When Jesus was saying where is your faith, he was actually saying why are you looking at the storm instead of looking at me? You know me, you know what I have done for you in the past. You have seen me raise the widow’s son in Luke 6:15, you have seen me heal a man with a withered hand in Luke 5:10, you have seen me cleanse a leper in Luke 5:13.
When Jesus says where is your faith, he is also questioning the fact that they don’t put their trust in HIS WORD. In verse 22 he says to them, “let us go across to the other side of the lake.” He never said we are going UNDER the lake. He was clear where he wanted to go with them, to the other side which means that they were not going to drown no matter how bad the storm was. God makes us a promise, grab that promise for his promise is true.
Faith needs to be turned on in times of panic and worry. We need to remind ourselves of the faith experiences we have lived through already. We need to remind ourselves of the many times we have received grace in our moments of trial. Jesus is confronting his disciples by telling them to allow that faith to come to the surface and fight this storm even though panic causes us to forget all that Jesus has done for us.
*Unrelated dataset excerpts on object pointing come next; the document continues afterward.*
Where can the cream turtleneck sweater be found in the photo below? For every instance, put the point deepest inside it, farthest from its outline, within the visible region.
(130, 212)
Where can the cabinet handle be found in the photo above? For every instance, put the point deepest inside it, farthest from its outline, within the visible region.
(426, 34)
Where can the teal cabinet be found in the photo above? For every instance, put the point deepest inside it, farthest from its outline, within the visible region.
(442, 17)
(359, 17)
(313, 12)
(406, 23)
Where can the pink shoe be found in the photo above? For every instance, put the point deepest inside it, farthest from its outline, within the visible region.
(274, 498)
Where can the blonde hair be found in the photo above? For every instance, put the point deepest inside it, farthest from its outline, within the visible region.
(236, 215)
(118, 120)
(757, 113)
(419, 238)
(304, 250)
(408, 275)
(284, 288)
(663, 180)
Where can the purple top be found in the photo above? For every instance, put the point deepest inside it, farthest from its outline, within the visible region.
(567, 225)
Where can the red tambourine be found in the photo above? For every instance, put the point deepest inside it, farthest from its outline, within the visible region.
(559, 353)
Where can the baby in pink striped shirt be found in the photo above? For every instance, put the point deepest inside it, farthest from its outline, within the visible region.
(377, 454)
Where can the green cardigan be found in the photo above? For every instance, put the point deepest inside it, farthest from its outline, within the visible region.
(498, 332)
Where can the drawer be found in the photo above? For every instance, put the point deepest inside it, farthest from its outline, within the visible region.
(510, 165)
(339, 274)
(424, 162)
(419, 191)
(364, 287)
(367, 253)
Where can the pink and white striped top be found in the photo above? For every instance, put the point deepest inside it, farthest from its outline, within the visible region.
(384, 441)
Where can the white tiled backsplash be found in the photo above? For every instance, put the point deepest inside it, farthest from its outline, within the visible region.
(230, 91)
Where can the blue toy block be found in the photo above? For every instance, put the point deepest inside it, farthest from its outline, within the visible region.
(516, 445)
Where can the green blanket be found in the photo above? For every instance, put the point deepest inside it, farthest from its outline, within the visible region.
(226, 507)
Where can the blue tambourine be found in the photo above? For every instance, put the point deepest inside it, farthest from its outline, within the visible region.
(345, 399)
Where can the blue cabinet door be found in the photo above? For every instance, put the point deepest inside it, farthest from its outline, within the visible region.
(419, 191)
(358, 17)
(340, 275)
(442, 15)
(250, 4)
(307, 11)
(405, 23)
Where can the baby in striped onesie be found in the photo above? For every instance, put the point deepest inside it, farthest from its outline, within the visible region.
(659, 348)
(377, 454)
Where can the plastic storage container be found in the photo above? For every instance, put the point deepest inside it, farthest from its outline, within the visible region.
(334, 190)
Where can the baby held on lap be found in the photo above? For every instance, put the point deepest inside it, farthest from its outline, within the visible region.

Once you have confidence in God’s character you let your faith manifest it. Troubles are going to come but when you make a decision to trust God then you are able to live it and demonstrate it in your storm.
In your storm you must remember that no weapon formed against you can prosper (Isaiah 54:17). The final authority is not your storm or your situation, the final authority is Gods. Remember Pilate? He wanted to control Jesus. In John 19:10 he says to Jesus, “do you not know that I have the power to release you and the power to crucify you?” Pilate wants to control us as do the storms of our life. To Pilate and our storms, we simply have to say, “NO YOU DON’T have any power unless it comes from above. This puts danger in its place, this takes care of our storms. When danger and anxiety creeps into your life, quote the devil John 19:11. Only God has the ability to affect my life and that the final authority in every storm is God’s. You need a heart of faith to say this.